3. Analysis and results

3.1. Procedure and data analysis

Application of the instrument included the period from February to May 2024, being administered through the institutional e-mail including the link to the Google Forms platform, where was hosted the objective of the research, as well as the anonymous and voluntary nature of the survey, to ensure the application of ethical principles such as those indicated or the confidentiality of the responses.
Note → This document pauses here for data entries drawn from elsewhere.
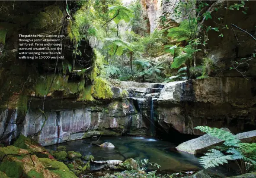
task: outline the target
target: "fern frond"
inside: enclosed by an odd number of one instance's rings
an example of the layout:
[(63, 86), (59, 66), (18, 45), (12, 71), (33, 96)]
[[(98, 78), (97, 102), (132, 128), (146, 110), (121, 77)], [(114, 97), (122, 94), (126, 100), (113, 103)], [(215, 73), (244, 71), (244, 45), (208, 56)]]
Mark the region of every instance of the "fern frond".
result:
[(177, 69), (180, 67), (188, 59), (188, 55), (186, 53), (182, 54), (174, 58), (174, 61), (172, 64), (172, 69)]
[(205, 169), (223, 165), (228, 163), (228, 160), (233, 159), (231, 155), (225, 155), (218, 150), (213, 149), (208, 151), (209, 152), (205, 153), (205, 156), (201, 157), (199, 161)]
[(197, 126), (194, 128), (224, 141), (223, 144), (224, 145), (237, 147), (240, 146), (239, 143), (241, 141), (237, 139), (234, 135), (227, 131), (216, 128), (211, 128), (208, 126)]

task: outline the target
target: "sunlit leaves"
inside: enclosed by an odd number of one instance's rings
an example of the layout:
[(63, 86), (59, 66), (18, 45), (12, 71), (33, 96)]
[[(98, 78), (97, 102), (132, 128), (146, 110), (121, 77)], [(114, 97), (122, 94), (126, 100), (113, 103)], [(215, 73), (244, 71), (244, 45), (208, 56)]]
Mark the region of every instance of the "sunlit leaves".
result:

After information collection, a database was created in the SPSS 21 software and a screening procedure was applied whereby possible missing data were identified, multivariate atypical cases were eliminated, a central tendency analysis was carried out, the normality distribution of the data and possible correlations between variables of interest were proposed, the internal consistency and reliability of the scale were reviewed and, finally, contrast analyses were carried out. The α value for the analyses performed was .05.

Finally, the data distribution was analysed to identify whether or not there was a normal behaviour. The Shapiro Wilk and Kolmogorov-Smirnov tests were applied and the results obtained for all cases were p <.000, which suggested that the data did not follow a normal distribution (George & Mallery , 2001) and hence non-parametric procedures were used; Specifically, correlations between variables were developed, applying the Phi Coefficient (dichotomous variables) and the Biserial Coefficient ( dichotomous and interval variables); Contrasts were also carried out between groups through the Mann-Whitney U (gender; the use or not of AI in classrooms and research or its favourable/unfavourable conception as an innovative tool) and the Kruskal-Wallis H (fields of knowledge) tests to find differences in equal populations and test the null hypotheses.

 

3.2. Results

3.2.1. Descriptive analysis

Firstly, some items were analysed that investigate variables that offer a vision of innovation in teaching practice and also of the use of AI. In this sense, it was found that, in relation to teaching practice, 88.1% acknowledged taking training courses to improve and update it and thus 81.8% recognise that they develop innovative teaching practices in their classes; on the other hand, in relation to the use of AI, 74.8% stated that they did not use it in their classes and 54.1% did not use it as a support tool for their research; although 87.4% did share that they considered AI an innovative tool to support university teaching. In response to the question on knowledge of different proposed AIs, ChatGPT reached 18.9% of the responses, followed by the combination of ChatGPT, Deepl and Copilot at14.5% up and the None option with 10.7%.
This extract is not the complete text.